Chciał go widzieć. Wczoraj nie śmiał nań patrzeć, dziś ma już prawo do tego. Dziś jest już ojcem jego.
Pojechali.
Gmach więzienny, wielki, murem otoczony, grubym, wysokim.
Spóźnili się.
„Józef Mazur, aresztant... celi, powiesił się w nocy na kracie, skręconą koszulą i paskiem. Rano o 6-ej znaleziono go już nieżywego.“
Tak brzmiał raport.
Pan Antoni z narzeczoną swą, panną Marją, zeszli po drabiniastych schodach do suteryny, przez długi ciemny korytarz, przez niskie drzwi, weszli do izby małej, wilgotnej i brudnej.

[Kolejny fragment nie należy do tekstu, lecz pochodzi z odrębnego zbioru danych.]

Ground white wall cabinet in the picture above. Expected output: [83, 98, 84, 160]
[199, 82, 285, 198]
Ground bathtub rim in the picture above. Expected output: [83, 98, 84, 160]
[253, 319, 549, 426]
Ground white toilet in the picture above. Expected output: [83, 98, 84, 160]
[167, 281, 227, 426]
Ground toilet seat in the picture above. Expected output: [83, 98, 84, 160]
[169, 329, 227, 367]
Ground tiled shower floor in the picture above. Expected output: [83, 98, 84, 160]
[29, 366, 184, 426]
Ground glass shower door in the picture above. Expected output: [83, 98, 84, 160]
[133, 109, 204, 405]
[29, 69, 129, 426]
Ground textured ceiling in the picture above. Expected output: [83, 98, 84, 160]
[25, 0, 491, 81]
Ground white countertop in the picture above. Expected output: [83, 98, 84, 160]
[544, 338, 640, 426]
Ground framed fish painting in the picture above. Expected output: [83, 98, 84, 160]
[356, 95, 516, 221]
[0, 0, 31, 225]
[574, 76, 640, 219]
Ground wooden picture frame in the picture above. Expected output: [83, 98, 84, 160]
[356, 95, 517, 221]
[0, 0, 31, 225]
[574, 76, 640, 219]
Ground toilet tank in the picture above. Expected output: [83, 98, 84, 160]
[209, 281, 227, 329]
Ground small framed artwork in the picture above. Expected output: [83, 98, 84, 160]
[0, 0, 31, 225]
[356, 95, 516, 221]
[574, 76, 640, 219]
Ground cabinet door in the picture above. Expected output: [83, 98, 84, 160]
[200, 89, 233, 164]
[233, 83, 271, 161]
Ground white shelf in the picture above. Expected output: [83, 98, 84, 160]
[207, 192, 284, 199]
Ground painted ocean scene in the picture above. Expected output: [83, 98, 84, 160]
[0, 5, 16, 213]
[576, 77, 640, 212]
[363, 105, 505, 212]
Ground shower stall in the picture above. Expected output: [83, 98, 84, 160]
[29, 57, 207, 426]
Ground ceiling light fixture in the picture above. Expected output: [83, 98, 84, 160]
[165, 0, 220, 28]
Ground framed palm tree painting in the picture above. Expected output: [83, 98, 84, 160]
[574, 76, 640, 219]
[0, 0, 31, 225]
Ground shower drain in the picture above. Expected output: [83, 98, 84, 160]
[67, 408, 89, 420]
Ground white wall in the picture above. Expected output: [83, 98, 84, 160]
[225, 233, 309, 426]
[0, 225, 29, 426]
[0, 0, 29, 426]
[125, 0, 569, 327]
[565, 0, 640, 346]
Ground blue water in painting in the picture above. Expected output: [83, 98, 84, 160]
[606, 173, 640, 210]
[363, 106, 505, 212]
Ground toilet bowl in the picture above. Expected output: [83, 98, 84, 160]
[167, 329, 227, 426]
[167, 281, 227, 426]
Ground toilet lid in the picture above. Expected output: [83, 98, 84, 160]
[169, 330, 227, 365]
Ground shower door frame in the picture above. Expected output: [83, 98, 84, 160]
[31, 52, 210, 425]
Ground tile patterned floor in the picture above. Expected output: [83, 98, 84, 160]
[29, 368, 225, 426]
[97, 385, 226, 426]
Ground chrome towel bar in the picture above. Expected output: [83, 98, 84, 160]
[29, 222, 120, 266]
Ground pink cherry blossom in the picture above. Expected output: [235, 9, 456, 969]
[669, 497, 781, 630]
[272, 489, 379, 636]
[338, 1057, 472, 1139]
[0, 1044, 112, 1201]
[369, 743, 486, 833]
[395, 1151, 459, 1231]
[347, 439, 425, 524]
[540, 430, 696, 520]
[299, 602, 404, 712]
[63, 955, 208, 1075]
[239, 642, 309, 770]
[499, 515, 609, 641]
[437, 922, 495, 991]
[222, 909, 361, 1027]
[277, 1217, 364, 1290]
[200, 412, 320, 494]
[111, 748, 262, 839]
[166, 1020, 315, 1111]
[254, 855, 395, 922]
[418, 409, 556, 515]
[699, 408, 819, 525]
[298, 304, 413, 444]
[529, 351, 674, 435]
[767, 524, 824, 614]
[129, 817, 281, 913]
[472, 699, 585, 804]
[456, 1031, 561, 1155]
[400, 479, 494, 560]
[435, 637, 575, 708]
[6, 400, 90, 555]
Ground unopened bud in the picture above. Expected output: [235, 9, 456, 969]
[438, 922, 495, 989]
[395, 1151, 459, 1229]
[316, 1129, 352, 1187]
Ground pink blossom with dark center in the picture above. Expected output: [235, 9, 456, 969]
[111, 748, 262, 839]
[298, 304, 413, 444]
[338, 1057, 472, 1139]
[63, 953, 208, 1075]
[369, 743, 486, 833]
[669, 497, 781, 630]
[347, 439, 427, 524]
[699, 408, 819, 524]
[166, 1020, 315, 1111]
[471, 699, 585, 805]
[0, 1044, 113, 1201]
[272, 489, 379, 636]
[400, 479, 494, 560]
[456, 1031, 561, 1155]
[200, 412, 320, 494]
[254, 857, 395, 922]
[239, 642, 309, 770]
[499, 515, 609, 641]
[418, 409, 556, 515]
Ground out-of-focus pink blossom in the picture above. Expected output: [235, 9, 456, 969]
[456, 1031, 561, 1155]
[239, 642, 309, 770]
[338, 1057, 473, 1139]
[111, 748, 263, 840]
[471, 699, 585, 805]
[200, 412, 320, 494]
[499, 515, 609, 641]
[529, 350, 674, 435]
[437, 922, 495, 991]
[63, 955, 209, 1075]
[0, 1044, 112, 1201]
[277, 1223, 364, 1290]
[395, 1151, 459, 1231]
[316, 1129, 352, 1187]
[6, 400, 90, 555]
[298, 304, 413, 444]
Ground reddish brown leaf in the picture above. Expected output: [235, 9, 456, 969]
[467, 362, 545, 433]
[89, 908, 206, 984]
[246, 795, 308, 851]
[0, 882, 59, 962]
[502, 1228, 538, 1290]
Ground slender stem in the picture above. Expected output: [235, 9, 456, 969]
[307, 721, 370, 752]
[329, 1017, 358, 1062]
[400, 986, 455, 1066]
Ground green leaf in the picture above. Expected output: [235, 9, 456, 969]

Ojciec Antka siedział na tapczanie i kołysał dziecko, które matka — współlokatorka, powierzyła mu, idąc na mularkę, na dzień cały.
Ujrzawszy przybyłych, zmarszczył brwi i nie odpowiedział na ich powitanie.
— Przyszedłem teraz z Manią, po raz drugi prosić ojca, dzisiaj ślub nasz ma się odbyć. Dlaczego ojciec tak się zaciął? Co było, to puśćmy w niepamięć. Już to się nie odstanie. Wyjedzie ojciec razem z nami na wieś, odpocznie, poprawi się, zajęcie się znajdzie — będziemy razem pracowali.